Professor Dantas has provided significant media commentary on many issues, especially during COVID-19, related to culturally and linguistically diverse (CALD) populations, gender, vaccine equity, ethnicity data and health inequality. An analysis of coverage delivered between October 2020 and 31 October 2022 showed a cumulative potential reach of 13.17 million people. Prof Dantas had 1,429 online mentions, undertook 143 radio interviews, 53 TV presentations, five magazine reports, and was featured in 25 newspaper reports.


Q: What is your professional background?

A: I am currently Professor of International Health and Dean International in the Faculty of Health Sciences at Curtin University.  I also have national roles that are voluntary.

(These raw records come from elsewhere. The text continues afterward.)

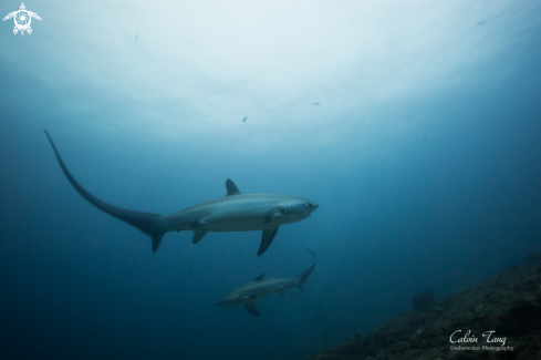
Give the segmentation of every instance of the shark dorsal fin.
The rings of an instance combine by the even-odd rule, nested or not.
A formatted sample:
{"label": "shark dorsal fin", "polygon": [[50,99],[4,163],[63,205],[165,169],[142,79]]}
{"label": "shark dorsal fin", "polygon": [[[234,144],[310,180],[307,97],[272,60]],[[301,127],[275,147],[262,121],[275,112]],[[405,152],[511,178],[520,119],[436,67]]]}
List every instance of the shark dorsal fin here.
{"label": "shark dorsal fin", "polygon": [[226,188],[227,188],[226,196],[232,196],[232,195],[239,195],[240,194],[239,189],[237,188],[237,185],[235,185],[235,183],[231,182],[230,178],[228,178],[226,181]]}

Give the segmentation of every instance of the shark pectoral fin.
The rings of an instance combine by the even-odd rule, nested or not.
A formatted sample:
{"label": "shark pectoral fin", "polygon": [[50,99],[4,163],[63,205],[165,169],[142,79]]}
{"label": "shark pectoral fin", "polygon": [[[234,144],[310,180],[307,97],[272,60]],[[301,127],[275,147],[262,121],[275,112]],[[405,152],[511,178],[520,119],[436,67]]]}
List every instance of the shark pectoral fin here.
{"label": "shark pectoral fin", "polygon": [[272,239],[274,238],[274,235],[277,235],[277,233],[278,226],[270,230],[263,230],[263,237],[261,238],[261,245],[259,246],[258,256],[263,254],[269,248],[269,245],[270,243],[272,243]]}
{"label": "shark pectoral fin", "polygon": [[258,308],[256,308],[256,301],[245,302],[243,306],[251,315],[257,317],[261,315]]}
{"label": "shark pectoral fin", "polygon": [[226,196],[232,196],[232,195],[239,195],[240,194],[239,189],[237,188],[237,185],[235,185],[235,183],[231,182],[230,178],[228,178],[226,181],[226,189],[227,189]]}
{"label": "shark pectoral fin", "polygon": [[153,253],[156,253],[159,247],[159,243],[162,243],[162,238],[164,237],[164,233],[154,234],[153,236]]}
{"label": "shark pectoral fin", "polygon": [[194,229],[194,228],[198,228],[198,227],[205,227],[208,224],[209,224],[208,218],[200,218],[197,222],[195,222],[194,224],[191,224],[191,226],[189,228]]}
{"label": "shark pectoral fin", "polygon": [[194,230],[194,237],[191,238],[191,244],[199,243],[199,240],[202,239],[202,237],[207,235],[207,233],[208,232],[206,230]]}
{"label": "shark pectoral fin", "polygon": [[271,222],[274,222],[274,220],[278,220],[279,218],[284,218],[285,215],[283,215],[282,213],[280,213],[279,210],[275,212],[274,214],[272,214],[271,216],[269,216],[266,220],[264,220],[264,224],[269,224]]}

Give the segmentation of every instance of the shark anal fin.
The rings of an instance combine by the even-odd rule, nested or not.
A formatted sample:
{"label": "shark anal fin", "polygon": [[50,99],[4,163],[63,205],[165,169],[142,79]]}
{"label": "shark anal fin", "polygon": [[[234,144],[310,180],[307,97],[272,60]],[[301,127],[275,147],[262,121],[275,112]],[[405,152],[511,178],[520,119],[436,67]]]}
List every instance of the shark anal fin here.
{"label": "shark anal fin", "polygon": [[202,239],[202,237],[205,235],[207,235],[207,230],[194,230],[194,237],[191,238],[191,244],[197,244],[199,243],[200,239]]}
{"label": "shark anal fin", "polygon": [[227,189],[226,196],[232,196],[232,195],[239,195],[240,194],[239,189],[237,188],[237,185],[235,185],[235,183],[231,182],[230,178],[228,178],[226,181],[226,189]]}
{"label": "shark anal fin", "polygon": [[263,236],[261,237],[261,245],[259,246],[258,256],[263,254],[268,248],[274,235],[278,233],[278,226],[270,230],[263,230]]}
{"label": "shark anal fin", "polygon": [[164,233],[153,235],[153,253],[156,253],[158,250],[159,243],[162,243],[163,237]]}
{"label": "shark anal fin", "polygon": [[258,308],[256,308],[256,301],[245,302],[243,306],[251,315],[254,315],[257,317],[261,315]]}

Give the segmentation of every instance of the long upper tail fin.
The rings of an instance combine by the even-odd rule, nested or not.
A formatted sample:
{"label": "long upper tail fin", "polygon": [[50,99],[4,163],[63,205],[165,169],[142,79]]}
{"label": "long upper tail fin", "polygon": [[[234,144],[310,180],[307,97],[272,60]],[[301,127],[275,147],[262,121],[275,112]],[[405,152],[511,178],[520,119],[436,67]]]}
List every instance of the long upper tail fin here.
{"label": "long upper tail fin", "polygon": [[107,213],[111,216],[116,217],[119,220],[123,220],[144,234],[150,236],[153,238],[153,251],[156,253],[158,249],[159,243],[162,241],[162,237],[166,233],[164,229],[163,225],[163,216],[158,214],[152,214],[152,213],[142,213],[142,212],[134,212],[134,210],[128,210],[125,208],[116,207],[111,204],[107,204],[87,191],[85,191],[76,181],[73,178],[72,174],[67,171],[67,167],[65,167],[64,162],[62,161],[62,157],[60,157],[59,152],[56,151],[56,146],[54,146],[53,140],[46,132],[46,130],[43,130],[45,132],[46,137],[49,138],[49,142],[51,143],[51,146],[53,147],[54,154],[56,155],[56,160],[59,161],[60,167],[62,168],[62,172],[64,173],[65,177],[72,184],[73,188],[82,196],[84,197],[89,203],[101,209],[102,212]]}
{"label": "long upper tail fin", "polygon": [[308,269],[305,269],[304,271],[302,271],[301,274],[299,274],[298,276],[295,276],[295,279],[296,279],[296,287],[299,288],[299,290],[301,290],[302,292],[304,292],[304,290],[302,289],[302,287],[304,286],[304,281],[306,281],[308,277],[312,274],[312,271],[314,270],[314,267],[315,267],[315,264],[318,263],[318,259],[315,258],[315,254],[312,253],[312,250],[310,250],[308,247],[304,247],[310,254],[312,254],[312,256],[314,257],[314,264],[309,267]]}

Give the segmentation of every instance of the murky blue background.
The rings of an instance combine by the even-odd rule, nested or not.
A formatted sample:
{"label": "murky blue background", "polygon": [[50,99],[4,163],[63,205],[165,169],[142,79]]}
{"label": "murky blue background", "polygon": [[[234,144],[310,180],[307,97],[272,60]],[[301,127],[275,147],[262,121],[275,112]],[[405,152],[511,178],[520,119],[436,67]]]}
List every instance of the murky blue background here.
{"label": "murky blue background", "polygon": [[[0,27],[2,358],[301,359],[541,250],[538,1],[25,6],[31,35]],[[124,208],[168,215],[228,177],[320,208],[261,257],[259,232],[153,255],[43,128]],[[304,295],[215,306],[304,270]]]}

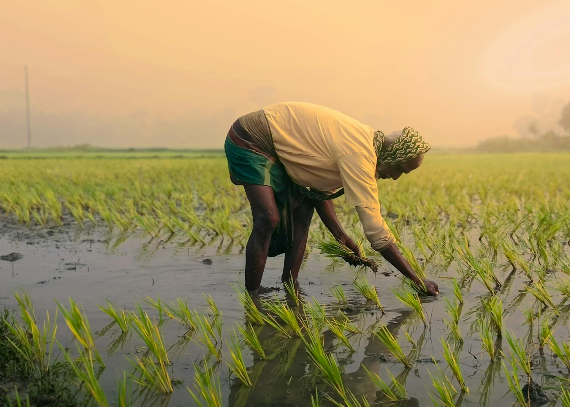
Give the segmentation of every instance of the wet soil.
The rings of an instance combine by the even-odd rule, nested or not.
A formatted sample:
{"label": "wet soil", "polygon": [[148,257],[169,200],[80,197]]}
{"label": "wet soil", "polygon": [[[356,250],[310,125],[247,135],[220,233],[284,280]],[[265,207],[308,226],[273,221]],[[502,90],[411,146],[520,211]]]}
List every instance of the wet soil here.
{"label": "wet soil", "polygon": [[[55,308],[54,299],[67,303],[68,296],[71,296],[81,303],[92,329],[96,332],[96,345],[107,364],[100,382],[109,400],[115,396],[116,380],[119,375],[122,376],[123,369],[131,371],[124,355],[132,357],[143,344],[132,332],[121,333],[96,304],[104,304],[105,299],[108,299],[121,307],[133,310],[138,302],[149,314],[156,315],[155,310],[143,302],[146,296],[156,299],[160,295],[162,301],[186,297],[189,306],[199,311],[206,307],[203,293],[211,295],[222,310],[226,335],[227,329],[231,331],[236,323],[244,323],[243,308],[229,284],[243,284],[245,258],[241,253],[242,248],[228,250],[223,245],[198,247],[174,242],[149,242],[148,237],[144,234],[124,236],[88,226],[80,229],[70,219],[62,226],[47,229],[27,227],[9,219],[0,222],[0,253],[23,255],[18,261],[0,262],[0,307],[13,307],[15,302],[12,292],[21,287],[31,294],[36,316],[45,315],[46,310],[51,315]],[[380,262],[380,258],[376,259]],[[388,368],[405,383],[410,397],[390,405],[431,405],[428,392],[433,388],[428,371],[432,374],[437,372],[433,359],[451,377],[445,362],[441,361],[439,340],[443,336],[453,343],[442,320],[448,318],[443,307],[445,299],[453,301],[450,278],[457,276],[457,274],[453,266],[446,271],[428,267],[428,274],[438,283],[441,294],[437,299],[422,299],[431,321],[430,326],[425,328],[417,316],[392,293],[392,290],[400,283],[398,274],[385,262],[380,262],[380,265],[381,268],[389,272],[389,276],[370,272],[367,276],[377,287],[386,311],[384,315],[353,288],[352,280],[356,269],[340,262],[331,263],[316,251],[310,254],[303,262],[300,290],[306,300],[315,297],[319,303],[324,303],[327,314],[344,314],[364,331],[375,324],[386,325],[398,338],[404,352],[417,361],[413,369],[405,369],[369,333],[351,337],[356,349],[356,352],[352,352],[340,345],[331,332],[327,331],[325,347],[339,361],[343,380],[348,388],[359,397],[366,396],[372,402],[385,401],[364,367],[385,379]],[[276,294],[285,298],[284,290],[280,290],[282,266],[282,255],[268,259],[263,284],[270,289],[259,295],[269,297]],[[510,271],[498,272],[504,279]],[[521,338],[528,333],[528,327],[522,323],[520,310],[534,303],[530,296],[525,296],[520,291],[522,284],[522,279],[515,279],[502,294],[507,328]],[[335,284],[343,287],[348,299],[347,304],[337,303],[331,294],[329,288]],[[479,335],[473,329],[482,315],[480,302],[486,298],[484,289],[473,283],[466,287],[463,295],[466,303],[460,328],[465,342],[456,345],[455,348],[459,352],[463,374],[471,391],[469,394],[459,397],[457,405],[510,405],[514,397],[508,393],[501,361],[491,362],[487,355],[481,353]],[[173,361],[171,375],[184,383],[167,396],[137,392],[134,405],[193,405],[185,386],[192,386],[193,363],[202,360],[204,351],[185,335],[185,330],[176,321],[166,321],[162,328]],[[559,330],[561,335],[563,329]],[[405,331],[411,335],[417,348],[406,340]],[[58,332],[62,345],[71,348],[72,336],[60,318]],[[310,395],[314,393],[315,386],[321,394],[332,394],[331,388],[316,374],[300,339],[284,339],[276,336],[269,327],[261,328],[258,335],[271,356],[269,360],[262,360],[244,347],[246,363],[254,381],[254,386],[243,386],[229,372],[225,364],[215,366],[221,378],[225,405],[309,406]],[[225,345],[223,349],[225,354]],[[507,352],[504,346],[503,351]],[[544,388],[555,388],[557,381],[549,378],[546,373],[561,376],[565,372],[549,354],[537,363],[540,368],[535,369],[534,382]],[[547,394],[550,397],[553,393],[547,392]]]}

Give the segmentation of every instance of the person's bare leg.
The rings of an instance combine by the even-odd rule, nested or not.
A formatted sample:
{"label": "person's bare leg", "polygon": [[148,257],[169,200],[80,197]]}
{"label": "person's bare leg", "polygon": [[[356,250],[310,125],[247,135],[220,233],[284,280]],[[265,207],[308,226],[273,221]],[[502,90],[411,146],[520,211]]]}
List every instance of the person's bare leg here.
{"label": "person's bare leg", "polygon": [[271,186],[243,186],[253,217],[253,230],[246,246],[246,289],[255,291],[261,285],[269,242],[279,223],[279,214]]}
{"label": "person's bare leg", "polygon": [[285,253],[285,262],[281,276],[283,282],[289,281],[291,275],[293,280],[297,281],[301,263],[305,255],[307,238],[314,211],[312,201],[308,198],[304,199],[300,206],[293,210],[293,247],[290,251]]}

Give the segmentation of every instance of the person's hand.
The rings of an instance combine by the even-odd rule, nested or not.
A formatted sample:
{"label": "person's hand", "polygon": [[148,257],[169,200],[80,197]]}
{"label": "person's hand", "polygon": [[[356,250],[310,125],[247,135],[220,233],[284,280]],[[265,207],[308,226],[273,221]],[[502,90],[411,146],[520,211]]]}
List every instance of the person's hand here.
{"label": "person's hand", "polygon": [[354,266],[355,267],[360,266],[360,262],[357,257],[362,257],[362,253],[360,253],[360,249],[359,249],[358,246],[356,245],[356,242],[350,238],[347,237],[346,240],[344,241],[344,245],[348,247],[348,249],[351,249],[356,254],[356,256],[343,258],[344,259],[344,261],[349,264],[351,266]]}
{"label": "person's hand", "polygon": [[437,283],[425,278],[422,278],[422,281],[424,282],[424,284],[426,287],[426,291],[428,295],[433,295],[435,296],[439,294],[439,288],[438,287]]}

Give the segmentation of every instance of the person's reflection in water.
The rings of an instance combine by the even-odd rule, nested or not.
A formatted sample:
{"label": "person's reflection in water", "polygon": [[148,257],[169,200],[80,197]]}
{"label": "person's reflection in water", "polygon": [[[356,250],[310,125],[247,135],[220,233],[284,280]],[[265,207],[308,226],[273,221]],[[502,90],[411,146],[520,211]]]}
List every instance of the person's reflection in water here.
{"label": "person's reflection in water", "polygon": [[[398,331],[401,331],[404,323],[410,317],[414,318],[412,314],[410,311],[403,310],[398,316],[387,323],[388,330],[394,336],[399,337],[401,343],[403,343],[401,339],[404,337],[404,335],[399,334]],[[253,365],[248,369],[254,385],[246,387],[238,380],[232,380],[228,397],[229,406],[308,406],[311,404],[311,395],[315,394],[315,386],[320,391],[333,394],[334,390],[318,375],[318,369],[305,351],[302,341],[298,338],[287,339],[276,335],[275,329],[268,326],[258,328],[256,331],[259,341],[270,360],[263,360],[254,353]],[[369,334],[365,339],[367,343],[364,347],[365,356],[360,362],[361,365],[356,371],[343,374],[343,381],[345,387],[359,399],[364,396],[371,402],[385,400],[363,365],[372,372],[379,373],[386,365],[381,361],[380,355],[385,355],[389,359],[390,354],[373,335]],[[333,351],[335,347],[339,351],[344,349],[344,347],[336,346],[338,341],[337,338],[328,330],[325,331],[324,340],[324,348],[327,352]],[[421,347],[419,341],[418,345]],[[346,352],[335,352],[335,359],[349,361],[350,356],[354,355],[348,349]],[[355,363],[357,362],[356,360]],[[342,372],[344,366],[342,363],[339,364]],[[411,371],[402,369],[401,373],[394,375],[405,383]],[[337,398],[336,394],[335,396]],[[324,398],[324,396],[321,395],[320,399]],[[419,404],[417,400],[412,398],[397,405],[398,407],[416,407]]]}

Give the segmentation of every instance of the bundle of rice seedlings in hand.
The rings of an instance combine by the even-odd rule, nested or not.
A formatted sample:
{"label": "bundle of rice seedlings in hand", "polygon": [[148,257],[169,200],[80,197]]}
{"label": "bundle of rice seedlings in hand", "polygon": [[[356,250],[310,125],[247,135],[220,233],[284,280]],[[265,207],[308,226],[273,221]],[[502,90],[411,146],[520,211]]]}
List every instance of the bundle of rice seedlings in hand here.
{"label": "bundle of rice seedlings in hand", "polygon": [[[340,257],[345,261],[356,260],[360,267],[369,267],[374,273],[378,272],[378,264],[372,259],[367,257],[357,256],[352,250],[347,246],[336,240],[324,241],[317,242],[315,246],[320,250],[320,253],[326,254],[327,257]],[[363,252],[364,253],[364,252]]]}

I am President of Australian Graduate Women, PHAA International Health SIG Convenor, and a member of Women in Global Health Australia, Committee.


Q: How far into your career did you begin interacting with the media?

A: I started doing media over a decade ago but used to only do a few online pieces and radio interviews each year. I did, however, also do international media. This changed during COVID and from mid-2020, my media uptake has increased significantly.


Q: Can you tell us more about how you’ve developed your exposure to media over the years?

A: I was media shy initially but grew more confident with experience and could do all media – I have done radio live and recorded, TV live and pre-recorded, contributed to online blogs, done magazine pieces, and Conversation pieces. I have also done international media.

Before the media presentation I always ask for some prompt questions on the issues they will explore. This helps me do some prep on the topic especially with stats, evidence, and any country-specific issues.

I enjoy the media experiences and have gained confidence over time.

Q: How do you think interacting with the media has helped you develop your career?

A: Interacting with the media has meant that I have increased my knowledge of particular topics. During COVID, I kept abreast of developments across the world. I also gained publicity and visibility and became known to journalists.

Q: What are some key tips you’d give someone who’s about to do their first media appearance?


  • Select an area/topics that you can confidently speak about and are your areas of strength.
  • Reach out to the media team if working at a university and learn how to do a quick pitch on a topic, using a sentence or two with a couple of questions.
  • The media team will send it to media outlets and if the pitch is of interest it will get picked up and you will be contacted by media.
  • Also try and pitch Conversation pieces if you can – these are usually 800 words however, you have to do a short 50-100 submission to see if it is accepted.
  • Don’t hesitate to respond to media – you will learn and gain from the experience. Good luck!